I used to get free room and board in exchange for telling students not to go to Oxford.
They were applying for fellowships to go study there; I had recently returned from doing one, and Harvard was happy to keep me housed and fed if I would help students win. But I had a bad time at Oxford and I wanted students to know what they were getting into, so I would sit across from them in the dining hall, plates full of chicken tenders and french fries, and explain that postgraduate education in the UK is largely a way of extracting money from foreign students. Professors over there are checked out, classes are bad, and the whole place is pervaded with this sense of isolation and alienation, like everyone is behind a plate of glass. (Also you might end up briefly homeless.)
“Thank you so much for telling me that,” the students would say. “So, how many recommendation letters do I need?”
Sometimes I run into these students after they return from Oxford. “How was it?” I ask. They usually say something like: “The professors were checked out, the classes were bad, and I felt isolated and alienated.” And we share a knowing look, the kind that can only occur between two people who have been hurt exactly the same way.
As they walk away, I’m always left wondering: why didn’t they believe me?
THE LEAKY BUCKET BRIGADE
We spend our lives learning hard things the hard way: what it feels like to fall in love, how to forgive, what to say when a four-year-old asks where babies come from, when to leave a party, how to scramble eggs, when to let a friendship go, what to do when the person sitting next to you on the bus bursts into tears, how to parallel park under pressure, and so on.
It’s like slowly filling up a bucket with precious drops of wisdom, except the bucket is your skull. The fuller your bucket gets, the more you want to pour it into other people’s buckets, to save them all the time, the heartache, and the burnt eggs that you had to endure to fill yours. This should be easy: you have the knowledge, so just give it to them!
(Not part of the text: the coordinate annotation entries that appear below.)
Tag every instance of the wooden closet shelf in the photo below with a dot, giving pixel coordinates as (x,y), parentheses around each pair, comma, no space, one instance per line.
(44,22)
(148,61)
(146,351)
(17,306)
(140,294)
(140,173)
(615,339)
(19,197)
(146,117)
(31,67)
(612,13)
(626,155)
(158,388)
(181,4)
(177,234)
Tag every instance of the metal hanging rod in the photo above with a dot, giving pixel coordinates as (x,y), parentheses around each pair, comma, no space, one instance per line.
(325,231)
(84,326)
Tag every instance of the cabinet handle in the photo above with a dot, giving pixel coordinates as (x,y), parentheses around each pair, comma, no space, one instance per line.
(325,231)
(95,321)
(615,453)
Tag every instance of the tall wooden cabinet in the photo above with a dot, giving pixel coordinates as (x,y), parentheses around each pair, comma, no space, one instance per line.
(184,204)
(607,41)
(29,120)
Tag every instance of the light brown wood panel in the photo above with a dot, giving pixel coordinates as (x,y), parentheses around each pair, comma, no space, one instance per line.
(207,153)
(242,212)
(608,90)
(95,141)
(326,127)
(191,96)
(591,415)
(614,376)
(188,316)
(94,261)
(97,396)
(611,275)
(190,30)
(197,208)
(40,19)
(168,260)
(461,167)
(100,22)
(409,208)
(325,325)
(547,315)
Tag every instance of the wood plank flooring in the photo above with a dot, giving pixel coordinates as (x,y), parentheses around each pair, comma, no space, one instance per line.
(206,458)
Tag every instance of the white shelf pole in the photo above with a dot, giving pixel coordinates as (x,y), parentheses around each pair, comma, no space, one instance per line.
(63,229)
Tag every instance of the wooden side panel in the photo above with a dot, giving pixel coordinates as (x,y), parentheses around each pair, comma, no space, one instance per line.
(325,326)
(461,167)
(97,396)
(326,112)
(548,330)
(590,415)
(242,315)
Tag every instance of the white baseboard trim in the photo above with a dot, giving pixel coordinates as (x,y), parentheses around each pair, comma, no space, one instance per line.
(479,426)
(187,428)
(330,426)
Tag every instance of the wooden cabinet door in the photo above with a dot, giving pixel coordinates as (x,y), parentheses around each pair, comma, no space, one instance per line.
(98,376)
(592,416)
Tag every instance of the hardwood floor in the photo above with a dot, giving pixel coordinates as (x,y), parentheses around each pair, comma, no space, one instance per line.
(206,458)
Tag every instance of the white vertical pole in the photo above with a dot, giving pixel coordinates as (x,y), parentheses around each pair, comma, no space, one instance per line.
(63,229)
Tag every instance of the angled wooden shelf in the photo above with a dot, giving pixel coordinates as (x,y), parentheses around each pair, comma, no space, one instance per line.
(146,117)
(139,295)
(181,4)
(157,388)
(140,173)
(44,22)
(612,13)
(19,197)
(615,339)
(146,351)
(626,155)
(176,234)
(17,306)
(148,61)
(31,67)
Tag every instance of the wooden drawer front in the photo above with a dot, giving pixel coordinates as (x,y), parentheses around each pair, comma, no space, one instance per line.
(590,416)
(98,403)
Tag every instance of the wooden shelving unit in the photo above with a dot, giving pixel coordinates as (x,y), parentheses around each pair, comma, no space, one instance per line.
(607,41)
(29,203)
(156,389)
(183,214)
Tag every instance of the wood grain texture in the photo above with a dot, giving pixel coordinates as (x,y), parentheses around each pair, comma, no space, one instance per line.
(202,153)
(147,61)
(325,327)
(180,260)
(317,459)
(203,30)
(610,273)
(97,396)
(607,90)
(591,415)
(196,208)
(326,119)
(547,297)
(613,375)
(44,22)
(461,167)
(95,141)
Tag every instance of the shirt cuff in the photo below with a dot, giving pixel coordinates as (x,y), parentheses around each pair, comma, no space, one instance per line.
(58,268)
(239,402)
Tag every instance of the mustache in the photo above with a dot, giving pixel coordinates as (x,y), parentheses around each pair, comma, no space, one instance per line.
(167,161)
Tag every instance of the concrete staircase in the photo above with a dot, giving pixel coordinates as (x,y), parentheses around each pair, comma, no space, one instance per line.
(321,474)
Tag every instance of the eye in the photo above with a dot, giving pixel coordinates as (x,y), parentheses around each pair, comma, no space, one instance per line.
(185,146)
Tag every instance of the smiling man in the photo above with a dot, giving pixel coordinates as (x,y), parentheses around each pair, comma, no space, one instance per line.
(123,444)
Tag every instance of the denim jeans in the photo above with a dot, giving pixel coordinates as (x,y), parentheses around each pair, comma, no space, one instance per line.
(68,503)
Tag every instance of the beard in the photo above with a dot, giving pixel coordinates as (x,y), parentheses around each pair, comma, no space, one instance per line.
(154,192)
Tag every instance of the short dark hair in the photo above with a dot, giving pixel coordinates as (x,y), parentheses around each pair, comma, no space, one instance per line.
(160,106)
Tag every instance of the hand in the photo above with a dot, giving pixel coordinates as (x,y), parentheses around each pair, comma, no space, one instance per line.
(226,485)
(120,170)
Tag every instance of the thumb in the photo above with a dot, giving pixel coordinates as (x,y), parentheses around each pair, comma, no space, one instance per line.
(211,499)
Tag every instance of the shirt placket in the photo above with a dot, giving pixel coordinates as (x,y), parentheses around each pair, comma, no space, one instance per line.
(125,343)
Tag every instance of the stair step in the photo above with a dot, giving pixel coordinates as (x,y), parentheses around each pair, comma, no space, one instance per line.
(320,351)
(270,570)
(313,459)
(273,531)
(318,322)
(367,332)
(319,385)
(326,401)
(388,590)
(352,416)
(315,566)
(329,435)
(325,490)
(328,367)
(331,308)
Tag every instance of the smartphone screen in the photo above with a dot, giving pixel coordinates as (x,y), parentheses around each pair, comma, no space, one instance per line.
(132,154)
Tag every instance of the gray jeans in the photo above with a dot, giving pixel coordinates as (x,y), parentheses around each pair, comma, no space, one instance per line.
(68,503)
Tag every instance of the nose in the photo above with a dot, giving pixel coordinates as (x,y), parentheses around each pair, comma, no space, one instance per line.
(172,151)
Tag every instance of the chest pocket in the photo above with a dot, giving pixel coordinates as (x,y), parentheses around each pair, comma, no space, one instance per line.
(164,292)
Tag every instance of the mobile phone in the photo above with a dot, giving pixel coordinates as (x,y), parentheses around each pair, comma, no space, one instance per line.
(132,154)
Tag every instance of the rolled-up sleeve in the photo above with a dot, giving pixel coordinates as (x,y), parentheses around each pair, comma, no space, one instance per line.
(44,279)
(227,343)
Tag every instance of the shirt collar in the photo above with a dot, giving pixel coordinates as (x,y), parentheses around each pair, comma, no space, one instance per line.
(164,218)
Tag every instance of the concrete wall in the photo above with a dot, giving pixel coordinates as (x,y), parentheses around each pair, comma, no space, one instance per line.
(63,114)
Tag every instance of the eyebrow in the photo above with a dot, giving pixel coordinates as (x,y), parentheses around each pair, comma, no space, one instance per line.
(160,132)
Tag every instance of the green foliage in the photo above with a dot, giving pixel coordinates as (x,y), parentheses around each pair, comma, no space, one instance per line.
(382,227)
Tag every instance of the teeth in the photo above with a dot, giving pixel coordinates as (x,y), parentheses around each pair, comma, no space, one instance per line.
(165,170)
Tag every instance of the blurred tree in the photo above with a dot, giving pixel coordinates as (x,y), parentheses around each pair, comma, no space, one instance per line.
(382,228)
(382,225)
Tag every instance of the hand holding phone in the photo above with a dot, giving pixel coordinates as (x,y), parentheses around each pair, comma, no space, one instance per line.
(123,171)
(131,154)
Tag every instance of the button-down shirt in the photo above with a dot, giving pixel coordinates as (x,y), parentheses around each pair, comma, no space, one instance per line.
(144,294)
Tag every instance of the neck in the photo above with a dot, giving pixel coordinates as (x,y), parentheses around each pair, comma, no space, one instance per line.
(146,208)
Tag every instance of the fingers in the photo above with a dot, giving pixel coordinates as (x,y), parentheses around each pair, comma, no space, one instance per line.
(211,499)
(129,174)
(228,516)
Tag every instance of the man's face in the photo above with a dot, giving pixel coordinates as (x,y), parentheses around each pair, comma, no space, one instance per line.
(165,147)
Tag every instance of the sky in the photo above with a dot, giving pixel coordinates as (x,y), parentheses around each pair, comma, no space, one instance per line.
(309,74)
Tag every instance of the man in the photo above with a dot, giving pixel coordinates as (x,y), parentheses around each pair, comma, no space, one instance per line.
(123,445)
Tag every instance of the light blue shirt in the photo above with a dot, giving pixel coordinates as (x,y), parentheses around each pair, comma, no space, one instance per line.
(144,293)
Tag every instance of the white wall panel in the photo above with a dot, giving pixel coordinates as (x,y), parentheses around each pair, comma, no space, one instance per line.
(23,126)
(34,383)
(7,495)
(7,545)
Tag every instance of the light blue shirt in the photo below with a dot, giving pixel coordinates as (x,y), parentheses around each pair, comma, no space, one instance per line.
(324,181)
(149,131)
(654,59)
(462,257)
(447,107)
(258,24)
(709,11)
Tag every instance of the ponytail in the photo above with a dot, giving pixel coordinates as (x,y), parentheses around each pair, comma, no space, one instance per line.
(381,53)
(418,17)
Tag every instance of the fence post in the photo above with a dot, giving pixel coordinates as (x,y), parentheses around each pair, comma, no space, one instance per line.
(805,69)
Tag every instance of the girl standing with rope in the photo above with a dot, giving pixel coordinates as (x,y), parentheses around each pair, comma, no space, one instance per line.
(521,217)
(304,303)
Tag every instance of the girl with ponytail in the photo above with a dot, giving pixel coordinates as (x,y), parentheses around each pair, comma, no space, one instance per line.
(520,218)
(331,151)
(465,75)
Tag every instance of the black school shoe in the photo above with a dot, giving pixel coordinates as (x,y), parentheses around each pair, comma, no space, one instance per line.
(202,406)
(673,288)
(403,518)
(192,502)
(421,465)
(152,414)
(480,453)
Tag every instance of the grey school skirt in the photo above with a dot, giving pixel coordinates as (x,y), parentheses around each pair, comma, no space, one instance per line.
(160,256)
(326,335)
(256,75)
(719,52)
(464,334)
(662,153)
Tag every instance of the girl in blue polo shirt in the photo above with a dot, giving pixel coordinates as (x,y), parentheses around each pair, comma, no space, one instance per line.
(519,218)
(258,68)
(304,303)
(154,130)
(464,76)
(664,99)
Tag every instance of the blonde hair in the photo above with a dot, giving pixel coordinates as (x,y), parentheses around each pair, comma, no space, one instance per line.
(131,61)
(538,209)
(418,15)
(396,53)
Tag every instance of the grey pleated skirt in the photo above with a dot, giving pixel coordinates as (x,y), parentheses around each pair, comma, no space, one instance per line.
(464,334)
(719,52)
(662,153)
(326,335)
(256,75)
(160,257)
But it isn’t easy. You tell them they’ll be sad and lonely at Oxford; they don’t get it. You warn them that holding a grudge will only weigh them down; they refuse to let it go. You explain how to parallel park; they end up jammed into a spot at a 45-degree angle with a line of cars honking behind them. It’s like you’re tipping your bucket over theirs, but all the wisdom-water splashes everywhere, and none of it ends up in their bucket.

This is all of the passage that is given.